HC Deb 07 May 1885 vol 297 cc1835-6

asked the Chairman of the Metropolitan Board of Works, Whether it is a fact that the condition of the Japanese Exhibition had been brought to the notice of the Metropolitan Board; if so, what action was taken; and, whether, if it is true that the premises are to be rebuilt, he will guarantee that sufficient protection will be afforded to the public against fire, both as regards the construction itself and also for proper means of exit?

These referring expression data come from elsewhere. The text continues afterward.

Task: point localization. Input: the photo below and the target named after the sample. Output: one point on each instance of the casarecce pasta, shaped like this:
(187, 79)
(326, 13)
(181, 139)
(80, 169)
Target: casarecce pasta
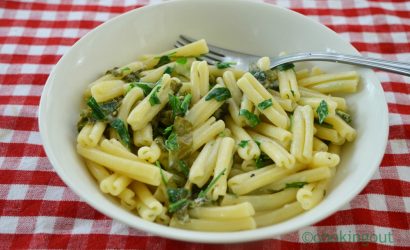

In reply to my hon. Friend, I beg to inform him that the attention of the Metropolitan Board was called, at the end of January last, to the state of the building in which the Japanese Exhibition was held, and that previous to that time communications had taken place between the Board's Superintending Architect and the District Surveyor on the subject. In the result, the owner of the hall was summoned by the District Surveyor before the magistrate, in order to obtain an amendment of certain irregularities in the construction of the hall, and the magistrate made an order that the works should be amended in accordance with the requirements of the District Surveyor. This order was not, however, complied with; and subsequently the Board was informed that the owner had obtained a licence for music from the Justices of Middlesex, although the Board had not issued a certificate that the building had been completed in accordance with their regulations, as required by the Building Act of 1878. Proceedings were accordingly taken to recover penalties against the proprietor of the Japanese Exhibition, and the case was heard at the Westminster Police Court on April 23; but at the bearing the owner of the hall put himself forward as, in fact, responsible for keeping open the entertainment, and, under these circumstances, the magistrate dismissed the summons. I may add that the Board had prepared a series of requisitions for remedying the structural defects of the building, which would have been served in a few days but for the recent fire, which has shown conclusively that the Board has throughout been right in its contention that the building, until amended in accordance with the requirements, was totally unsafe and unfit for a place of public entertainment. With regard to the latter part of the Question, I can assure my hon. Friend that, in the event of the premises being rebuilt, the Board will spare no effort to secure proper protection for the public, both as regards construction and exit.